Ilaria holds an LLM in Art Law from the University of York and a BA in Art History and International Affairs from John Cabot University. She is specialized in cultural heritage law, restitution, and the role of cultural heritage in international diplomacy. She has worked on provenance research projects with museums and international organizations, including York Museums Trust and UNIDROIT. She has published with the Center for Art Law, the Journal of Art Crime, and IEREK Press. She can be found on Linkedln

Emma Cudlipp

Emma is a legal professional focused on tackling transnational organized crime. With degrees in international relations, international studies and law, Emma has worked across diverse roles, including at the United Nations Office on Drugs and Crime (UNODC). Over the past three years, as part of the UNODC Passenger and Cargo Control Programme, Emma has contributed to building the capacity of customs and law enforcement authorities based at key border points to deter the trafficking of illicit goods, including cultural heritage items. This role has involved fieldwork in Colombia, Ghana and the Philippines. She can be found on LinkedIn.

Julia Granato

Julia holds a master’s degree in Archaeological Science (MSc) from the University of Oxford and bachelor’s in Archaeology (BA) and evolutionary biology (BS) from the University of Rochester. With broad interests in mortuary archaeology, heritage ethics, and body politics, her research has ranged from the ethics of human remains in museums to ancient DNA analysis of human–dog co-burials.

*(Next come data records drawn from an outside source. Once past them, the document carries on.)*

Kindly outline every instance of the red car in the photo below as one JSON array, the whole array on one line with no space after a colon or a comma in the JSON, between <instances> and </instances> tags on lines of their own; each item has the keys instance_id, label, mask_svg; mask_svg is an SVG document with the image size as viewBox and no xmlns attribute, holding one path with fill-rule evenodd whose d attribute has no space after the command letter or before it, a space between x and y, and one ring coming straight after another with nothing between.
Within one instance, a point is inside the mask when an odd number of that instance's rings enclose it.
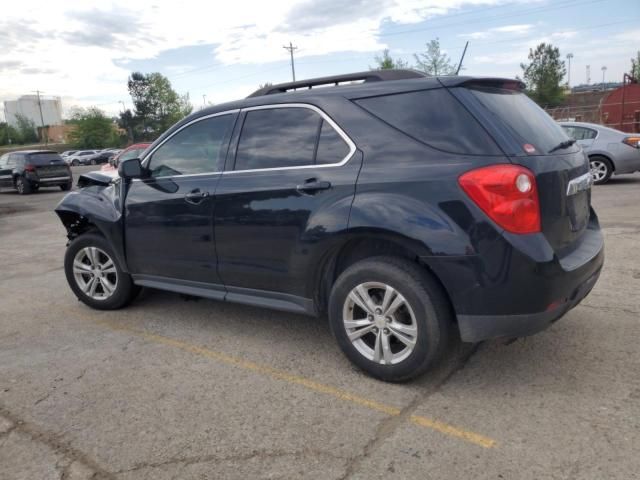
<instances>
[{"instance_id":1,"label":"red car","mask_svg":"<svg viewBox=\"0 0 640 480\"><path fill-rule=\"evenodd\" d=\"M100 170L115 170L118 168L118 164L121 160L128 160L130 158L137 158L142 155L147 147L151 145L151 142L144 143L134 143L133 145L128 146L123 151L121 151L118 155L109 160L109 163L106 163L102 166Z\"/></svg>"}]
</instances>

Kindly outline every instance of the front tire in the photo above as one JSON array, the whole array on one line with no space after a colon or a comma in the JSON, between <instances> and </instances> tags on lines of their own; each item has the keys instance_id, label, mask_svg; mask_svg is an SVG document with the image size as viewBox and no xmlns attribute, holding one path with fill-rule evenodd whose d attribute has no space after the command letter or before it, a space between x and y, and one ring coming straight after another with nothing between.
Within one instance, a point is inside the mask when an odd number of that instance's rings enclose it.
<instances>
[{"instance_id":1,"label":"front tire","mask_svg":"<svg viewBox=\"0 0 640 480\"><path fill-rule=\"evenodd\" d=\"M593 183L596 185L607 183L613 174L611 161L600 155L594 155L589 158L589 167L591 168Z\"/></svg>"},{"instance_id":2,"label":"front tire","mask_svg":"<svg viewBox=\"0 0 640 480\"><path fill-rule=\"evenodd\" d=\"M331 290L329 322L349 360L390 382L409 380L434 365L453 325L439 284L419 265L395 257L347 268Z\"/></svg>"},{"instance_id":3,"label":"front tire","mask_svg":"<svg viewBox=\"0 0 640 480\"><path fill-rule=\"evenodd\" d=\"M97 233L85 233L69 244L64 272L78 300L98 310L116 310L136 297L140 288L115 258L107 240Z\"/></svg>"}]
</instances>

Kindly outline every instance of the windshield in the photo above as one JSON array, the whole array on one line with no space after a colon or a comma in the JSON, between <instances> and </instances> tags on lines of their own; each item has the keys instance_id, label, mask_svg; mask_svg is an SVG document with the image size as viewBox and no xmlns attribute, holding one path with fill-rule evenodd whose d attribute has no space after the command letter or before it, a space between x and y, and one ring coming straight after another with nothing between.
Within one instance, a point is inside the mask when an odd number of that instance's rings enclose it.
<instances>
[{"instance_id":1,"label":"windshield","mask_svg":"<svg viewBox=\"0 0 640 480\"><path fill-rule=\"evenodd\" d=\"M63 163L60 155L54 152L30 153L29 163L35 166Z\"/></svg>"},{"instance_id":2,"label":"windshield","mask_svg":"<svg viewBox=\"0 0 640 480\"><path fill-rule=\"evenodd\" d=\"M470 91L512 133L527 153L548 154L569 140L560 125L524 93L486 87L475 87ZM535 151L525 147L527 144L533 145ZM576 146L567 145L562 153L576 150Z\"/></svg>"}]
</instances>

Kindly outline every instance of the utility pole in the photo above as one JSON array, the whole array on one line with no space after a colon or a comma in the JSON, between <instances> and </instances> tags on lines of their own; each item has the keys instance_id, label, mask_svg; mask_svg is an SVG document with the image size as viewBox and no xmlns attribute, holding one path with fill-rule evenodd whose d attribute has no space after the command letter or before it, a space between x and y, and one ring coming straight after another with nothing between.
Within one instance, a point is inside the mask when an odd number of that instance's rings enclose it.
<instances>
[{"instance_id":1,"label":"utility pole","mask_svg":"<svg viewBox=\"0 0 640 480\"><path fill-rule=\"evenodd\" d=\"M44 131L44 115L42 115L42 103L40 102L40 94L44 93L40 90L36 90L36 95L38 95L38 108L40 109L40 123L42 126L42 135L44 136L44 144L49 145L49 135Z\"/></svg>"},{"instance_id":2,"label":"utility pole","mask_svg":"<svg viewBox=\"0 0 640 480\"><path fill-rule=\"evenodd\" d=\"M293 64L293 51L297 50L298 47L294 47L293 44L291 42L289 42L289 46L287 47L286 45L284 47L285 50L289 51L289 54L291 55L291 76L293 77L293 81L296 81L296 68Z\"/></svg>"},{"instance_id":3,"label":"utility pole","mask_svg":"<svg viewBox=\"0 0 640 480\"><path fill-rule=\"evenodd\" d=\"M464 50L462 51L462 56L460 57L460 63L458 63L458 68L456 69L456 75L460 73L460 69L462 68L462 61L464 60L464 56L467 53L467 47L469 46L469 41L464 44Z\"/></svg>"}]
</instances>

This focus on the treatment of the dead has developed into a wider engagement with the political and legal dimensions of cultural heritage, including repatriation, heritage law, and the illicit antiquities trade. Alongside her research, Julia has built a strong editorial and science communication portfolio, including roles with The Oxford Scientist, EXARC Journal, and as a Science Communication Fellow with Harvard’s American School of Prehistoric Research.

Dr. Lisa Duffy-Zeballos

Lisa is an art historian and provenance specialist with a Ph.D. in art history from the Institute of Fine Arts at New York University. For over 15 years, she worked as the Art Research Director at the International Foundation for Art Research (IFAR), a nonprofit dedicated to the artistic, legal, and ethical issues in the visual arts. She teaches provenance research, with an emphasis on research methods, antiquities trafficking, and identifying false documentation. A specialist in Spanish and Latin American art, Lisa also directed IFAR’s Cuzco Inventory—an initiative that helped recover stolen artworks from at-risk churches in Peru. She can be found on LinkedIn.